The Scotsman Guide - Victor Whitman - 16 December 2016
Mortgage lender optimism has plummeted with the rapid rise in rates following the presidential election.
Lenders were downbeat about the outlook for home purchases and refinance activity over the next three months as key rates have climbed above 4 percent, Fannie Mae’s most recent survey of lenders indicates. The outlook for refinancing fell to an all-time survey low, and lenders reported a negative outlook on profit margins, Fannie reported. Most lenders cited the higher rates for their pessimistic outlook.

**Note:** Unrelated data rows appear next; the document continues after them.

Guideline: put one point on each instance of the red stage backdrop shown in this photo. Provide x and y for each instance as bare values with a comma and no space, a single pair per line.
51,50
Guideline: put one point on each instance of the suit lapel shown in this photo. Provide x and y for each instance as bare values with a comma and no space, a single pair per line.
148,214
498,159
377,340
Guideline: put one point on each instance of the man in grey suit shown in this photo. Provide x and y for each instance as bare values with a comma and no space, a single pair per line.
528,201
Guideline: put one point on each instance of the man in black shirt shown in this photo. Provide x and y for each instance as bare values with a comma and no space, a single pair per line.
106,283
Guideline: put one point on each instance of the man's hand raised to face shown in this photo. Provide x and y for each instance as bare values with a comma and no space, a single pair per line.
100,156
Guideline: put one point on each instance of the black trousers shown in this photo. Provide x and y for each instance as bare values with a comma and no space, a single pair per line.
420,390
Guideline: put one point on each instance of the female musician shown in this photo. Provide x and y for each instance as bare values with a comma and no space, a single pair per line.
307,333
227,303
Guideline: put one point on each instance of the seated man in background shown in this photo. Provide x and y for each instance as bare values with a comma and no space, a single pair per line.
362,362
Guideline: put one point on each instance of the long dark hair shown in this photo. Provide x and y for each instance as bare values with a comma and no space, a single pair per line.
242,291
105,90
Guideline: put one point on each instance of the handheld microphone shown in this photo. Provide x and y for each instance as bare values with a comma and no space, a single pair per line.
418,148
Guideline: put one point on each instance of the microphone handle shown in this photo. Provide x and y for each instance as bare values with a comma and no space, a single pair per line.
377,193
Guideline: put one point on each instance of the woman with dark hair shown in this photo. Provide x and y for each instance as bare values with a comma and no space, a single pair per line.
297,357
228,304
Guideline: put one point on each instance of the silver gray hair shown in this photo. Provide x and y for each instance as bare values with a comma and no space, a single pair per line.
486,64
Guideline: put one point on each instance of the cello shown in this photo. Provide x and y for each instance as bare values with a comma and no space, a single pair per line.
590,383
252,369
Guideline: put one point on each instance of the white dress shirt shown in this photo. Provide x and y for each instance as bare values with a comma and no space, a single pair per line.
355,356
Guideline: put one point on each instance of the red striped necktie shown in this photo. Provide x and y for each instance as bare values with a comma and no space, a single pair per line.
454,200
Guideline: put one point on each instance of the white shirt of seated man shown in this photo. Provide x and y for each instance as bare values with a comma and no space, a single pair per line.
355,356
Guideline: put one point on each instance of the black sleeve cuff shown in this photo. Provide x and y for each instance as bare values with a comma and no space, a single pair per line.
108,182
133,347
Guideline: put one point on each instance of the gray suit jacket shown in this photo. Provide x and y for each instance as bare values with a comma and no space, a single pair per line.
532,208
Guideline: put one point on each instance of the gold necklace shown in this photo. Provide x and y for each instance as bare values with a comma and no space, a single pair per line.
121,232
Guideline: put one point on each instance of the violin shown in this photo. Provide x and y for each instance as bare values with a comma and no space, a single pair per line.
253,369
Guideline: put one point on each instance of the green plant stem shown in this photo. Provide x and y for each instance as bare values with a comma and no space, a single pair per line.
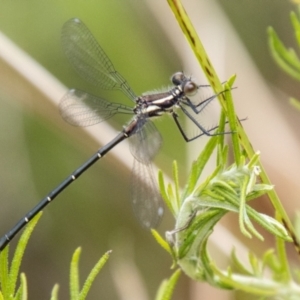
215,82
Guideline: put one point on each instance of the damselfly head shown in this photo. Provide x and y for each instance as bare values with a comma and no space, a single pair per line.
188,86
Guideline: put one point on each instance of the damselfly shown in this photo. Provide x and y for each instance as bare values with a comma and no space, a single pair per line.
82,109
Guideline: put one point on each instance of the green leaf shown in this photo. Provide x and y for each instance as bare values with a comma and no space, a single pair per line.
16,262
285,58
54,292
94,272
74,275
161,241
166,288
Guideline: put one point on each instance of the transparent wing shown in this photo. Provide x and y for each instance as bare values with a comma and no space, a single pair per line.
90,60
146,200
79,108
145,142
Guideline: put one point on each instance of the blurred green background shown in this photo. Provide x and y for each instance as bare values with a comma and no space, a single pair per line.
38,150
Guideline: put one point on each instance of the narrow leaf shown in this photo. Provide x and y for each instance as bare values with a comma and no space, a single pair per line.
94,272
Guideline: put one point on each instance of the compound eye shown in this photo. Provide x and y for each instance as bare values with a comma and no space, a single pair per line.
178,78
190,88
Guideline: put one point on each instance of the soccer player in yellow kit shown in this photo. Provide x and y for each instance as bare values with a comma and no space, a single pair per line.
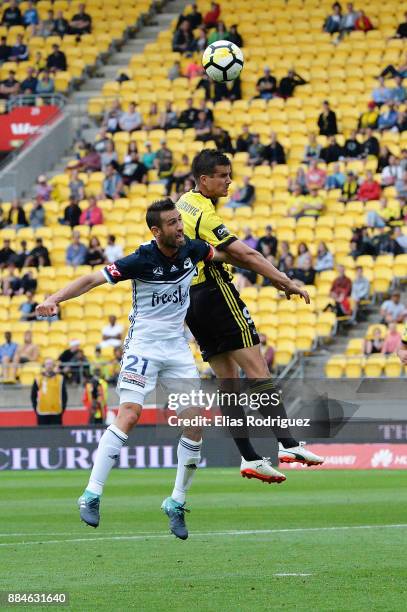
219,319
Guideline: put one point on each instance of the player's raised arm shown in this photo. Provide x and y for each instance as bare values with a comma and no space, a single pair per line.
239,254
77,287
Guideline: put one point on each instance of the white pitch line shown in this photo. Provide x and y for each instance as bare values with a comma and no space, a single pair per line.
206,534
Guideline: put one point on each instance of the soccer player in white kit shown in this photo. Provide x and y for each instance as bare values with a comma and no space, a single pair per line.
161,273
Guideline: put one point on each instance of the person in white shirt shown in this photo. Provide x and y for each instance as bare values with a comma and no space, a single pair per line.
112,333
113,251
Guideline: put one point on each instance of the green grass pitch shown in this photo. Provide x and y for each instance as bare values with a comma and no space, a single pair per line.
347,531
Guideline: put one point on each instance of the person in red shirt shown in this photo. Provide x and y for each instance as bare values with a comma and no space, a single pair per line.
340,292
211,18
363,23
369,189
92,215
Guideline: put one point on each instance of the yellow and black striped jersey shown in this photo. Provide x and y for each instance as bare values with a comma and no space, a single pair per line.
201,221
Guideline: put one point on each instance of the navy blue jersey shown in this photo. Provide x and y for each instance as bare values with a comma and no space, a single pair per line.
160,287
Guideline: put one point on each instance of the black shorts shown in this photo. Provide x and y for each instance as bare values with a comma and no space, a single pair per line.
219,320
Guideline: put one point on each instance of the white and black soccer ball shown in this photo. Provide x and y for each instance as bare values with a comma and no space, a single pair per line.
222,61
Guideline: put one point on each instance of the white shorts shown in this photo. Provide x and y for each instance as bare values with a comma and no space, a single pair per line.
144,362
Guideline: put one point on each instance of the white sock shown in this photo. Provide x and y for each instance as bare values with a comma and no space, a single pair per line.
108,451
189,457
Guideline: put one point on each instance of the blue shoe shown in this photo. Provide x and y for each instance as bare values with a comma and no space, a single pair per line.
89,509
176,513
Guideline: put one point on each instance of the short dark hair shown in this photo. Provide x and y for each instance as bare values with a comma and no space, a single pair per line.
206,161
153,215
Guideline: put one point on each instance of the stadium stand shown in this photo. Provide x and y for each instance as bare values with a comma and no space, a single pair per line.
282,36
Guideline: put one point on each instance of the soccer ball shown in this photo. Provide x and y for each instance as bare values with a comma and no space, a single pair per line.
222,61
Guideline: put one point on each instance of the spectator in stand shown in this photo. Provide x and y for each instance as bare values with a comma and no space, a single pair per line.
39,255
169,118
10,86
369,118
76,186
310,205
349,188
267,244
324,259
352,148
7,352
11,284
61,25
57,59
360,287
212,16
388,119
363,23
27,308
5,50
289,83
37,214
6,254
371,145
327,121
112,116
112,333
274,153
45,84
76,252
391,173
399,92
109,156
256,152
42,189
315,176
383,160
93,215
375,344
401,71
266,85
332,152
312,149
392,340
26,352
95,255
393,311
16,218
113,251
188,116
244,140
333,22
340,292
234,36
183,40
130,120
11,15
112,183
336,179
298,181
133,170
81,22
369,189
19,51
244,196
402,29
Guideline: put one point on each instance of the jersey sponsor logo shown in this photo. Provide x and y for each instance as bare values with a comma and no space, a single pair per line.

“The survey captured lenders’ bearish sentiment driven by the recent surge in mortgage rates — a level of bearishness last seen in the summer of 2013 during the taper tantrum,” said Doug Duncan, senior vice president and chief economist at Fannie Mae. “
Duncan said that rates could go potentially go down, which would reverse the expected decline in volumes.
“However, the potential normalization of interest rates after a sustained period of strong refinancing volumes presents the biggest business challenge facing mortgage lenders in some time,” Duncan said.
Fannie Mae’s survey comes as other forecasters have predicted rockier waters for the mortgage industry.
The Mortgage Bankers Association cut by 3.5 percent its forecast for overall single-family originations in the first quarter, after the Federal Reserve raised the federal funds rate by a quarter percent on Wednesday. Fed policymakers now believe there will be three more rate increases in 2017.
Freddie Mac’s Chief Economist Sean Becketti said this week that if mortgage rates continue to rise,”expect mortgage activity to be significantly subdued in 2017."